Troy Deeney puzzled by Watford's decision to let Quique Sanchez Flores go
Watford captain Troy Deeney says the decision to let head coach Quique Sanchez Flores leave the club is "crazy" and believes the Spaniard's stint at Vicarage Road was a success.
The former Atletico Madrid boss paid the price for a miserable second half to the campaign but Watford still finished 13th in the Barclays Premier League - their highest top-flight placing in 29 years.
The Hornets, promoted from the Sky Bet Championship last season, also reached the FA Cup semi-finals in Flores' first season in charge yet the home supporters voiced little dissent in the final game of the season on Sunday.
The 2-2 draw against Sunderland, who only secured their Premier League status last week, did see Watford fans roundly applaud their outgoing head coach as he performed a lap of honour after the full-time whistle.
"His time here has been a success," Deeney told Sky Sports.
"He's brought me on a lot as a player and a person.

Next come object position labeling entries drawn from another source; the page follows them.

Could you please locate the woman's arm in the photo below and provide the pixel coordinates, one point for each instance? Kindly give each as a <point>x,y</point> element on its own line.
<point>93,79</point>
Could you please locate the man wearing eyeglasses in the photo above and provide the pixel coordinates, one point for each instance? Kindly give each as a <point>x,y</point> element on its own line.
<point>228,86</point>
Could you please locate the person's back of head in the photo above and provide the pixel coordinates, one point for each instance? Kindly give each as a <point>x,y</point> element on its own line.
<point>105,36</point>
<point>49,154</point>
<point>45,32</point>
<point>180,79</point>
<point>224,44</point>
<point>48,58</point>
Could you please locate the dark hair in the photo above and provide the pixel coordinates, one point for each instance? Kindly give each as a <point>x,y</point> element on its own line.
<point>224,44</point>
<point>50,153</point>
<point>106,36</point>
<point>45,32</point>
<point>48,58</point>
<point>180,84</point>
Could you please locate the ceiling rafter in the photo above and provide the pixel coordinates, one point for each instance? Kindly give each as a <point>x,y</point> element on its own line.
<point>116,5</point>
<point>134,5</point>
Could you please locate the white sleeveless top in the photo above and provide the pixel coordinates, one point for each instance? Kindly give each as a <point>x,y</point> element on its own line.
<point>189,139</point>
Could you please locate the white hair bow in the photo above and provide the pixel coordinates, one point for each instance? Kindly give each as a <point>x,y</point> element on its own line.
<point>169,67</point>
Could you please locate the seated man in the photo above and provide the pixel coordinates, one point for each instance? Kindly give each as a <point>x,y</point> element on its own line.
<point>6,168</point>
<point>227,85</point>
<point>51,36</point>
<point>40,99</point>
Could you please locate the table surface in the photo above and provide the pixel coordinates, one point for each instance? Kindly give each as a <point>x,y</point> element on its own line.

I have nothing but gratitude. We've had 16 new players and he's made it seem effortless.
"Sunderland have been in the bottom three and managed to stay up, and Sam Allardyce is being hailed as a great manager, which he is, for keeping them up.
"But we've seemingly coasted through this season, never really flirted with relegation, and our gaffer's been sacked. It's one of those crazy ones."
Watford effectively secured survival long ago but Sunday's draw was only the eighth point they have taken from the last 30 available.
Flores' side have also managed only four wins since Christmas - against Newcastle, Crystal Palace, Aston Villa and West Brom - and Deeney admits the team may have lost focus.
"It's been very difficult to drive forward with that same focus at some times," Deeney said.
"Maybe we've left some 50/50 tackles out there in recent games whereas we were winning the 30/70 tackles against us at the start of the season.
"This is human nature and it doesn't take away from the achievements of the club."
While Flores leaves despite keeping the Hornets up comfortably, Allardyce was greeted with great fanfare by Sunderland supporters at Vicarage Road after the Black Cats scraped to safety last week.
Sunderland spent 237 days in the relegation zone this season - only Southampton in 1998-99 endured longer in the Premier League and avoided the drop - and Allardyce admits the club will be busy in the summer transfer window.
"Do we need to do a lot of business? Yes," Allardyce said.
"Our recruitment has been put on hold because we didn't know which division we would be in. We have to catch up with those who have been safe for quite a while.
"But in the end as time goes by, we will be very thorough in what we do and make sure we make right decisions."